If the collapse of a series of high street retailers wasn’t evidence enough, now we have the verdict from the Office for National Statistics. It has found that total retail sales excluding fuel dropped by 0.3% in December.
The ONS said this was the worst December performance since 1998 – save for the weather-affected drop in late 2010.
However, the picture for the high street stores was even worse than the headline figures, since a growing share of shopping is now done online. The ONS said that the proportion of internet sales has risen from just over 2% of all sales in 2006 to 10.6% of sales in December.
The ONS said that normally the share of internet sales drops sharply between November and December, as consumers take to the high street for Christmas shopping, but added: “Feedback provided by retailers this month suggests that sales made via the internet helped to boost overall sales and provided a much greater proportion of sales in December than they were expecting.”
Economists had been expecting far stronger retail sales figures for December. The disappointing numbers reinforce the notion that the overall economy shrank in the final quarter of the year, leaving Britain one step closer to a so-called triple dip.

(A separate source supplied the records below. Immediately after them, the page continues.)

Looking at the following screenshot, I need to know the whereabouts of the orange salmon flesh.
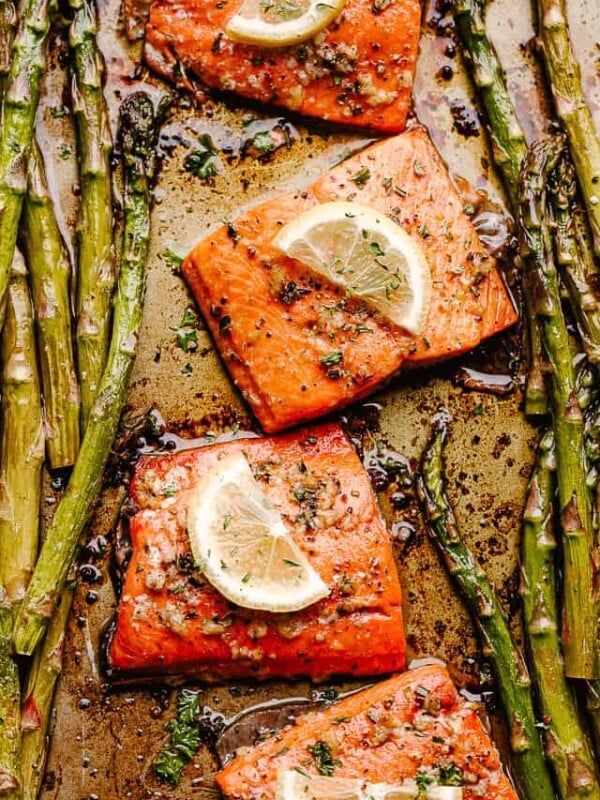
[145,0,421,133]
[108,424,405,681]
[183,128,516,433]
[216,666,518,800]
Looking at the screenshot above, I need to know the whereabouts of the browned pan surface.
[41,0,600,800]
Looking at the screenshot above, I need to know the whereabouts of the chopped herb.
[306,739,340,776]
[154,689,200,786]
[50,106,69,119]
[415,769,433,797]
[183,133,219,181]
[321,350,343,367]
[160,247,183,275]
[440,764,465,786]
[170,308,198,353]
[351,167,371,189]
[369,242,385,258]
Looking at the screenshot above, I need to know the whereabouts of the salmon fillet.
[108,424,405,681]
[216,666,518,800]
[145,0,421,133]
[183,128,516,432]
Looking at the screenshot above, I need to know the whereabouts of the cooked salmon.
[145,0,421,133]
[108,424,405,681]
[183,128,516,432]
[216,666,518,800]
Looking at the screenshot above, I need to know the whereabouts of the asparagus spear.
[520,137,598,678]
[0,587,21,800]
[69,0,116,431]
[0,0,17,83]
[549,152,600,363]
[537,0,600,257]
[0,251,44,603]
[522,432,600,800]
[418,414,554,800]
[0,0,50,314]
[21,580,75,800]
[21,139,79,469]
[454,0,548,416]
[14,92,155,655]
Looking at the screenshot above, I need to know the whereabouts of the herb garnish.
[154,689,200,786]
[306,739,340,776]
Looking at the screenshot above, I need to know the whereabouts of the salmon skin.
[107,424,405,681]
[183,127,516,432]
[216,666,518,800]
[144,0,421,133]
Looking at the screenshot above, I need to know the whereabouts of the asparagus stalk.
[0,251,44,603]
[0,588,21,800]
[549,158,600,364]
[418,414,554,800]
[14,92,155,655]
[0,0,17,84]
[21,486,127,800]
[537,0,600,257]
[586,681,600,752]
[520,137,598,678]
[69,0,116,431]
[21,580,75,800]
[454,0,548,416]
[21,139,79,469]
[522,432,600,800]
[0,0,50,316]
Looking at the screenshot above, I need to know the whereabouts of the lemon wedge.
[275,769,463,800]
[272,201,431,334]
[187,452,329,612]
[225,0,346,47]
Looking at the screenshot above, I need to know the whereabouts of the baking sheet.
[34,0,600,800]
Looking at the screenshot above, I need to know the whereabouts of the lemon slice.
[188,452,329,612]
[273,202,431,334]
[225,0,346,47]
[275,769,463,800]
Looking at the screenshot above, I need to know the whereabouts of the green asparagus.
[14,92,155,655]
[537,0,600,257]
[21,580,75,800]
[21,139,79,469]
[521,432,600,800]
[418,414,554,800]
[0,0,50,316]
[0,251,44,604]
[69,0,116,431]
[520,137,598,678]
[549,158,600,364]
[0,587,21,800]
[454,0,548,416]
[0,0,17,84]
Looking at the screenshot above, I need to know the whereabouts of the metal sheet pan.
[39,0,600,800]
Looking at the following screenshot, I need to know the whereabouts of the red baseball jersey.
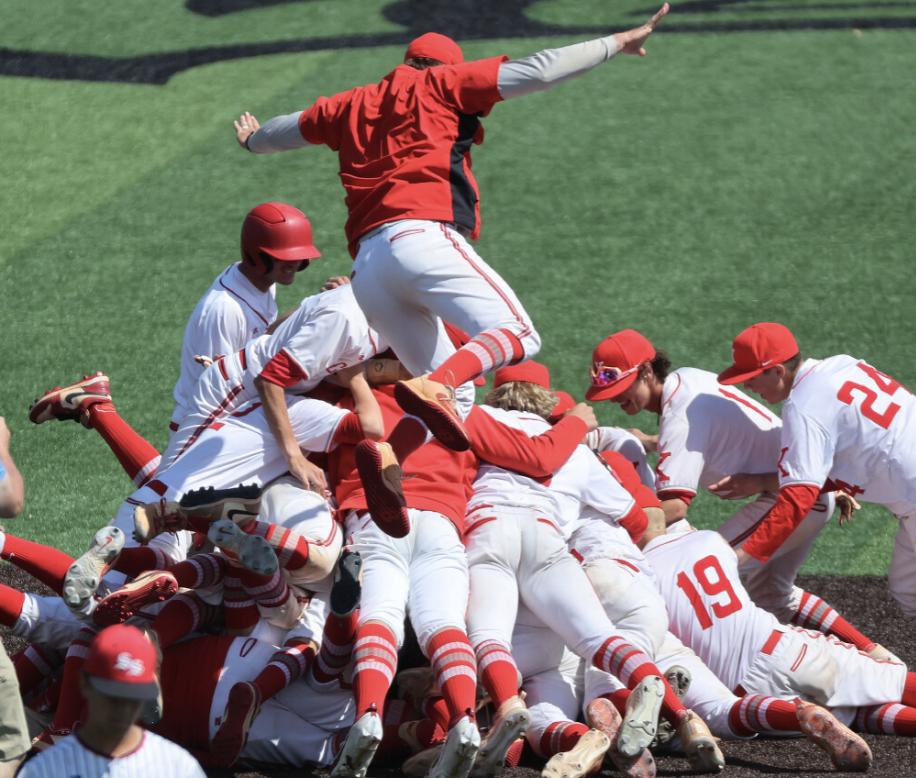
[299,57,506,257]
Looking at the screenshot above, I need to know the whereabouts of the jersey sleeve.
[776,402,836,488]
[655,416,706,495]
[299,89,354,151]
[465,405,588,478]
[426,57,508,116]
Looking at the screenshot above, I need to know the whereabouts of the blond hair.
[483,381,558,419]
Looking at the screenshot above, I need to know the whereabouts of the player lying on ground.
[586,330,890,659]
[719,322,916,616]
[235,3,668,528]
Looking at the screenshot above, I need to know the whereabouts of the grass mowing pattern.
[0,2,916,574]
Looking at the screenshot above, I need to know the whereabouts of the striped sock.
[791,592,875,653]
[474,640,520,707]
[353,621,398,718]
[854,702,916,737]
[429,329,525,386]
[426,627,477,726]
[592,635,687,726]
[254,638,315,702]
[728,694,801,737]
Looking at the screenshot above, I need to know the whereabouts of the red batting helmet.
[242,203,321,265]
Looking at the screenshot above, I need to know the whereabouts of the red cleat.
[356,440,410,538]
[29,373,111,426]
[92,570,178,627]
[394,376,471,451]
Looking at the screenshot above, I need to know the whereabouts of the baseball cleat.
[331,710,382,778]
[61,526,126,613]
[471,696,531,778]
[795,700,872,773]
[541,729,611,778]
[677,710,725,773]
[210,681,261,767]
[134,500,188,543]
[585,697,655,778]
[617,675,665,757]
[92,570,178,627]
[330,549,363,616]
[649,665,692,748]
[178,484,261,524]
[207,519,280,575]
[29,373,111,424]
[427,715,480,778]
[394,376,471,451]
[355,439,410,538]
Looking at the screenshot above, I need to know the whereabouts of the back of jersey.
[643,531,779,689]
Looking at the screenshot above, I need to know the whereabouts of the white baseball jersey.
[655,367,781,495]
[779,354,916,516]
[160,284,388,467]
[585,427,655,489]
[643,531,779,689]
[18,731,205,778]
[172,262,277,424]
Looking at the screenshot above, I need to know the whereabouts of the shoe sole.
[210,684,260,767]
[61,527,126,610]
[799,711,872,772]
[541,729,611,778]
[471,710,531,778]
[178,484,261,524]
[355,443,410,538]
[207,519,280,575]
[330,720,382,778]
[330,552,363,616]
[429,724,480,778]
[29,373,111,424]
[617,676,665,758]
[394,381,471,451]
[92,572,178,627]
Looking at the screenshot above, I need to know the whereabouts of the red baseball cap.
[404,32,464,65]
[719,321,798,384]
[547,389,576,423]
[585,330,655,400]
[83,624,159,700]
[493,359,550,389]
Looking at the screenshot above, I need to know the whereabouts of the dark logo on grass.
[0,0,916,84]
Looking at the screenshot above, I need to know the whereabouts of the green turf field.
[0,0,916,574]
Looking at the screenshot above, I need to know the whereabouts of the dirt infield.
[0,565,916,778]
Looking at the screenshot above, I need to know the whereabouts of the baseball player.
[466,369,724,769]
[719,322,916,616]
[235,3,668,522]
[586,330,887,658]
[29,202,321,486]
[645,531,916,770]
[19,625,204,778]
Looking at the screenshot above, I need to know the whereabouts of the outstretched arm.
[497,3,670,100]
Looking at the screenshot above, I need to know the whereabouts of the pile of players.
[0,6,916,778]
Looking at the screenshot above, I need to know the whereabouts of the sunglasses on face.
[592,362,639,386]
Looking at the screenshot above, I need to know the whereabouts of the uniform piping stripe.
[439,224,531,340]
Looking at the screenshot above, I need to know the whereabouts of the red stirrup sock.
[854,702,916,737]
[474,640,519,707]
[0,530,75,594]
[728,694,801,737]
[426,627,477,726]
[86,402,160,486]
[429,330,525,386]
[353,621,398,718]
[792,592,875,653]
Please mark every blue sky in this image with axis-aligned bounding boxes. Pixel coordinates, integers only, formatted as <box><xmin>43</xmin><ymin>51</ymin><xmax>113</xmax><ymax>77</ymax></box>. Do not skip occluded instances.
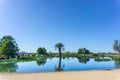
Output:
<box><xmin>0</xmin><ymin>0</ymin><xmax>120</xmax><ymax>52</ymax></box>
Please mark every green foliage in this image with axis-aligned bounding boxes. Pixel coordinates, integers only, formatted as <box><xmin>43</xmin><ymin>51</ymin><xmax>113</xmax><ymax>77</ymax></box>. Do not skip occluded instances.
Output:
<box><xmin>37</xmin><ymin>47</ymin><xmax>47</xmax><ymax>55</ymax></box>
<box><xmin>0</xmin><ymin>36</ymin><xmax>19</xmax><ymax>59</ymax></box>
<box><xmin>113</xmin><ymin>40</ymin><xmax>120</xmax><ymax>54</ymax></box>
<box><xmin>78</xmin><ymin>48</ymin><xmax>90</xmax><ymax>55</ymax></box>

The ONS said that the main contributor to the fall in sales was non-food goods – particularly household goods, which dropped by 3%. Food sales also fell 0.3% on the month.
The slide in retail spending is particularly significant in the UK since, until the recent crisis, Britain was disproportionately reliant on consumer spending for its economic growth. But since 2008 retail spending volumes have effectively plateaued as hard-pressed consumers have struggled to afford goods.